Alexander lives on Northeast 75th Avenue off of Northeast Killingsworth Street. He recently discovered rats had gotten into his garage and gnawed on some of his personal belongings.
"I cannot believe that they're even here. There's no food in here at all," Alexander explained.
Alexander believes the rats that got into his garage are the same rats that live in a shrub directly across the street from his house. Another neighbor told KATU News he's counted 20 rats out at one time.
"At night they gather and it's like a block party," he said, "Some will even run from their bush and run back, and run and run back, and then the big ones don't even care. They sit there and grub."
Alexander is worried that a rat might bite him, his 10-year old son, his girlfriend, or someone else who lives on the street.
"Rabies is no joke," Alexander said.
Alexander blames a neighbor for feeding the rats with dog food-sized bags of birdseed, which the neighbor dumps in his own driveway a few times every week.
"I think they need to stop feeding the birds. I believe you can feed the birds but you're supposed to be doing it in a bird feeder, not in a smorgasbord," Alexander explained.
KATU News reporter Hillary Lake spoke to the wife of the man who puts out the birdseed. She requested that KATU not identify her.
She acknowledged both she, and her husband are aware of the rat problem, and that the birdseed attracts the rats. However, she said she believes the rats used to live in a nearby rock quarry that is now a grassy field.
She said the rats moved to the next place where they could hide when the quarry closed, which is the bushes next to her house. She also said she has an "environmentally friendly way to exterminate the rats." That involves plaster of paris, half-and-half, and water; it's a method she discovered on the internet. She said she plans to try it in the coming weeks.
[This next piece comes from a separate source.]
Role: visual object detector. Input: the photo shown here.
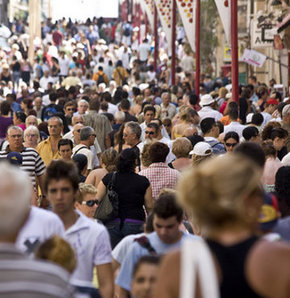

Until that happens, Alexander is on guard.
"They're like their own little gang. When I killed the one and they pulled him back in there it was like 'Saving Private Ryan' or something," Alexander explained.
But, he's also careful. Some of those rats are as big as his cat, Mr. Magoo.
"I keep him inside. Man they would take him back in there and probably hog tie him and eat him," Alexander said.
KATU contacted the city about any complaints about rats on Northeast 75th Avenue. We haven't heard back yet. We will update this story as more information becomes available.